Encroaching ants fled entrapment as, lost in reverie, sticky saliva dripped from his single battle- scarred antenna. Pulling himself together, he returned to duty distributing the protective glue over the edifice’s central area housing Queenie and her precious brood.
The Council heard him out, retired, reconvened, and declared. Marshall’s proposition was rejected; expansion would continue skywards on a north south orientation; there’d be no royal bride for him and no re-colonisation. Despairing, he refused succour, became increasingly listless, neglected his sentry duty, and missed the signs of the impending invasion.
“Looks like it worked Daa… they’re waving at us.” Young Simon gave his father’s hand a squeeze, before running up to the nearest mound. He approached the tufts fluttering from the flagpoles of ruined termite tubules, stooped, and pulled out a handful of tiny threads. The nematodes, engorged by the feast of recently desiccated larvae, slipped out spaghetti smooth. Simon’s attention was caught by a single jet-black aerial escaping the wriggling mass “This soldier’s only got one antenna.”

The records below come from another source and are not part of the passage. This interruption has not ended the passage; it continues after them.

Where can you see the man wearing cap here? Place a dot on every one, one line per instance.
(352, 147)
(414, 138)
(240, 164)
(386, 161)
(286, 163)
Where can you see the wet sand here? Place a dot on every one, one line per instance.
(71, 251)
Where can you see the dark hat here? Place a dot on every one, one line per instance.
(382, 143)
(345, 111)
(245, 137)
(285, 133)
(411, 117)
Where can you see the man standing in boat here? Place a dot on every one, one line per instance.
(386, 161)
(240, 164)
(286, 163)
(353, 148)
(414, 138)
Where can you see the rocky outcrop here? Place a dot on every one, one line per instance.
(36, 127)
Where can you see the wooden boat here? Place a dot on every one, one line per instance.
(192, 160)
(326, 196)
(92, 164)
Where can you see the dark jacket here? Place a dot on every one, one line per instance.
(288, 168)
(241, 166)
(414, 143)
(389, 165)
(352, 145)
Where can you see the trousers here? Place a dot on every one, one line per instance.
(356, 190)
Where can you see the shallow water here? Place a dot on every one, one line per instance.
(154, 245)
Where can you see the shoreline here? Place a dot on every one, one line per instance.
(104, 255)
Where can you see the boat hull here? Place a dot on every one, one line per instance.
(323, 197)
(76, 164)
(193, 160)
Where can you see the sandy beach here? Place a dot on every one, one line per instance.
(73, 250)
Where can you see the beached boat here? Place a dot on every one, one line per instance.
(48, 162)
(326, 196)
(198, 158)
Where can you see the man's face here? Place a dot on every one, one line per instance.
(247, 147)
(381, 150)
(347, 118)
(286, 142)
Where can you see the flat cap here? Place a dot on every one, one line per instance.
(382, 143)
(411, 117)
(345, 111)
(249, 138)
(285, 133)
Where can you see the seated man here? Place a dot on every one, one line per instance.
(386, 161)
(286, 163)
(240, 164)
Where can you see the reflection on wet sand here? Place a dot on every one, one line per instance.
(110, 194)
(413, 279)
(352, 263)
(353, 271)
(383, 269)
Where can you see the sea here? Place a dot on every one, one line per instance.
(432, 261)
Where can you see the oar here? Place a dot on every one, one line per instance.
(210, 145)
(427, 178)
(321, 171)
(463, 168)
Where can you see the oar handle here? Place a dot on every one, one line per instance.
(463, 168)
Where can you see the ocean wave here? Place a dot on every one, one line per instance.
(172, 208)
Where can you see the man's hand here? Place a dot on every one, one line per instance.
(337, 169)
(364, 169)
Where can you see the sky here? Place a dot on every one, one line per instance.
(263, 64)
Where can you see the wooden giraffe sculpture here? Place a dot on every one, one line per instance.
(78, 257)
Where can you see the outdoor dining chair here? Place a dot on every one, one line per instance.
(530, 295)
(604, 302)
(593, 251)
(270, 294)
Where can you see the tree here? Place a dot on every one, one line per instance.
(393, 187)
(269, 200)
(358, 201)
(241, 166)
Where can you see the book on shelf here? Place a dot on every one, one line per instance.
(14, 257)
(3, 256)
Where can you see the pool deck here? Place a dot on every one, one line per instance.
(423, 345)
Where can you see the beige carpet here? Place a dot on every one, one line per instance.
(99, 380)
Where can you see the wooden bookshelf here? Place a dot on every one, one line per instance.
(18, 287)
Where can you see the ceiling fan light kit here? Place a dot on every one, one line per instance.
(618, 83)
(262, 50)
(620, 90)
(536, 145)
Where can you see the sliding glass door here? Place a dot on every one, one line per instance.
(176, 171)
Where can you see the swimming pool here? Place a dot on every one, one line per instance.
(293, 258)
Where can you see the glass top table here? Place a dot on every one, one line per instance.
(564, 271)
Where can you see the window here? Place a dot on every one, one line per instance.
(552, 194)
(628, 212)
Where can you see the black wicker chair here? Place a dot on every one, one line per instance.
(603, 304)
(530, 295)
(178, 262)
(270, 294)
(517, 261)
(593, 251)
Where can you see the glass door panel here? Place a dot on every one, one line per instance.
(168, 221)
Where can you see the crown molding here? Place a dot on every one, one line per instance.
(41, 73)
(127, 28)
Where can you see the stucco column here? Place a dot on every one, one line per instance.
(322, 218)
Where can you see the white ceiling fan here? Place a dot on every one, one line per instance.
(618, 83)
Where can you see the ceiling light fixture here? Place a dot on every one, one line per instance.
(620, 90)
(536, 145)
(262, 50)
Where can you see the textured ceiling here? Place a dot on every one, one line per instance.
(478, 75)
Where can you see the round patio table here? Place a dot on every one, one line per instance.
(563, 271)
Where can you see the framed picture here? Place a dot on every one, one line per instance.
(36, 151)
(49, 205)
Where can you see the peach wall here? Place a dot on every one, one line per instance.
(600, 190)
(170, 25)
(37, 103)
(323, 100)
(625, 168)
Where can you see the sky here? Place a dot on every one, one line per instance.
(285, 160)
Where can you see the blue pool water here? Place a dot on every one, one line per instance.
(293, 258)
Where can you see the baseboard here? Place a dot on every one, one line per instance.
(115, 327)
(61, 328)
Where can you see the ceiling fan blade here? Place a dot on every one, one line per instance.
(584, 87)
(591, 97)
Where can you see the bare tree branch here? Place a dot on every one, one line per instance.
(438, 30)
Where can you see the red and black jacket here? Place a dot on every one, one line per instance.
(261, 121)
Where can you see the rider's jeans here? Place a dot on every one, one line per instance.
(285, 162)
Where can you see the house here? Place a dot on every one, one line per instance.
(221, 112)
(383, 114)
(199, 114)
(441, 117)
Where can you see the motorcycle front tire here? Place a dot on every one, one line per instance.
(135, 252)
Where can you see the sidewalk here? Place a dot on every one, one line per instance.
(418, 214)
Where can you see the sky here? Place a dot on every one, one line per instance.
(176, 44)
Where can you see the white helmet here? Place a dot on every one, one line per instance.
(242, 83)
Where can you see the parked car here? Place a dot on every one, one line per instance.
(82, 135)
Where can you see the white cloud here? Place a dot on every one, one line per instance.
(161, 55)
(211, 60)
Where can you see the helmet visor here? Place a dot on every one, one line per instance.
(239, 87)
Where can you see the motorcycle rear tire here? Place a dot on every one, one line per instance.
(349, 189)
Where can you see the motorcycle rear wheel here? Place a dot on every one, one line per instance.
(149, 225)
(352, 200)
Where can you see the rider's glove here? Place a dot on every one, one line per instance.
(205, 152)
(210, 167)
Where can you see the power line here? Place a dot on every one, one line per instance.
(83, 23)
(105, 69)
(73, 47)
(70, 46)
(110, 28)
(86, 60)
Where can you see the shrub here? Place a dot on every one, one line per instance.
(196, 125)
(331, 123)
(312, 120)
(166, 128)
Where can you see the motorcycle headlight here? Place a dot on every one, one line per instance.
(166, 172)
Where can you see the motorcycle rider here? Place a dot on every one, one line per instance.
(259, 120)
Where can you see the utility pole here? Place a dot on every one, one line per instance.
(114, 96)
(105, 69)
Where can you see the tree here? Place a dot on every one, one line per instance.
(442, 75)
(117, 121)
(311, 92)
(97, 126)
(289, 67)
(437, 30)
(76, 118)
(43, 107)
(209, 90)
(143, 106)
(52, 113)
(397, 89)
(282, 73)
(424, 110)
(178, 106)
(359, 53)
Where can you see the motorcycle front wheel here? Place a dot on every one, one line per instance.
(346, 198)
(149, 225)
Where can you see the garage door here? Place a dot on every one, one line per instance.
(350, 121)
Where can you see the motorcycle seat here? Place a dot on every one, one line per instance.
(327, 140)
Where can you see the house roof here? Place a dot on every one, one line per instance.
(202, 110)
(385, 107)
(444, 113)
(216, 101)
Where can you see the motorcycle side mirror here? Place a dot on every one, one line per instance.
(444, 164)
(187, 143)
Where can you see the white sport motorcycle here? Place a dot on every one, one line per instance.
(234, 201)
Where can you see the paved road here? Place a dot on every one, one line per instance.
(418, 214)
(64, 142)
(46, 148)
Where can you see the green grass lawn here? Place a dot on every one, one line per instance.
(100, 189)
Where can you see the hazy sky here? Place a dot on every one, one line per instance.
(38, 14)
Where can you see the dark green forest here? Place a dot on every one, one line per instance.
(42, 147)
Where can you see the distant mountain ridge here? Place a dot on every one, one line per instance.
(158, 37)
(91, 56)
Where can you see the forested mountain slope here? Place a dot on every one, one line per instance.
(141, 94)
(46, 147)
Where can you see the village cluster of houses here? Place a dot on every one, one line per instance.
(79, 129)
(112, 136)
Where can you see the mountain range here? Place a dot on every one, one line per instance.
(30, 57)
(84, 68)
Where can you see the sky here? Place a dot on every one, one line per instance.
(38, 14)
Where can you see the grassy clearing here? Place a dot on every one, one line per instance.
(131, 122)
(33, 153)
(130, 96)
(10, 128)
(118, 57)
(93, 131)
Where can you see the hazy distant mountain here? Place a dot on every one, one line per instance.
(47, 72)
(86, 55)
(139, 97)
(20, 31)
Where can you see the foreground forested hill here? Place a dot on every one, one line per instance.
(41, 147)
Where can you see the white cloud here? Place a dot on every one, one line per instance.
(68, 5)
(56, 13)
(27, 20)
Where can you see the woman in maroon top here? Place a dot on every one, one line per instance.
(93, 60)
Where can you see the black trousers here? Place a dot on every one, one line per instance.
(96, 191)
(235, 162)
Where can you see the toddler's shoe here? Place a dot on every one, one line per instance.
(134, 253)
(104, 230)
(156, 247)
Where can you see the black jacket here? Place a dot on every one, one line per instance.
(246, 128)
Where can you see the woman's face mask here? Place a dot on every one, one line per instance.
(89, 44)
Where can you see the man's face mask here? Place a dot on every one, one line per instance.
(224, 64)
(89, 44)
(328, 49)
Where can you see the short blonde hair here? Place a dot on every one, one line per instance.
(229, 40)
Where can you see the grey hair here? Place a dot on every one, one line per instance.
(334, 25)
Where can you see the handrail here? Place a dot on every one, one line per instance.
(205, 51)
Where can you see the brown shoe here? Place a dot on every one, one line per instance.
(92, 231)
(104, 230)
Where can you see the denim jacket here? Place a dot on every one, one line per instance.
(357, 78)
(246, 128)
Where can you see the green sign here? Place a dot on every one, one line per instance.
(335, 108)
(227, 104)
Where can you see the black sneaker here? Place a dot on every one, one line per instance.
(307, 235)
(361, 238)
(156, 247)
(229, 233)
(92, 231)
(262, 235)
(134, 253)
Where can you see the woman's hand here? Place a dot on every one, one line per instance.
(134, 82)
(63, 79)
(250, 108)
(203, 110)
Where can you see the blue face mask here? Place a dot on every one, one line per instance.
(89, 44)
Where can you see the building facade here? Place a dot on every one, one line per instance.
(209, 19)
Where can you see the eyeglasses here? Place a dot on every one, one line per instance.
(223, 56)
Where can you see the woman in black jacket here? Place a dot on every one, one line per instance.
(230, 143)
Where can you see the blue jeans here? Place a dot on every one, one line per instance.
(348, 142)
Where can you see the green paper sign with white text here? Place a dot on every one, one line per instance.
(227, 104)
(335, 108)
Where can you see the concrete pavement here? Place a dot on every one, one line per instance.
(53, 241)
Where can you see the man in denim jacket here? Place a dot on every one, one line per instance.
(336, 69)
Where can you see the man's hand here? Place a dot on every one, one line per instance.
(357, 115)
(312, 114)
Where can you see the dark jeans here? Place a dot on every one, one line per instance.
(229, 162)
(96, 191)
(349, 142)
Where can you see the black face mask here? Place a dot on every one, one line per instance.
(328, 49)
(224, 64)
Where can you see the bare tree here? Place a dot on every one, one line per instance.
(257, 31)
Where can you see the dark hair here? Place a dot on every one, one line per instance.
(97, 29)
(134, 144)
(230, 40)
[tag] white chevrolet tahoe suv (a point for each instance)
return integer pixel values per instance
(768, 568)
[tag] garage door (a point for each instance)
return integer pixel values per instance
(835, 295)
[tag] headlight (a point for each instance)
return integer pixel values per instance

Simon’s father had taught him termite taxonomy and body structure hoping he would one day take over the family business. “It’s common in the veterans; they’ve survived so many attacks; last post sounded though for this Braveheart. Put him down now. We’ll plough tomorrow. The crop’ll be tiptop, fertilised by all these body parts.”
They turned and reached home as the setting sun reflected from the farmstead’s nameplate, optimistically premature. “Nkosi and Son, Natural Nematode Pest Control.”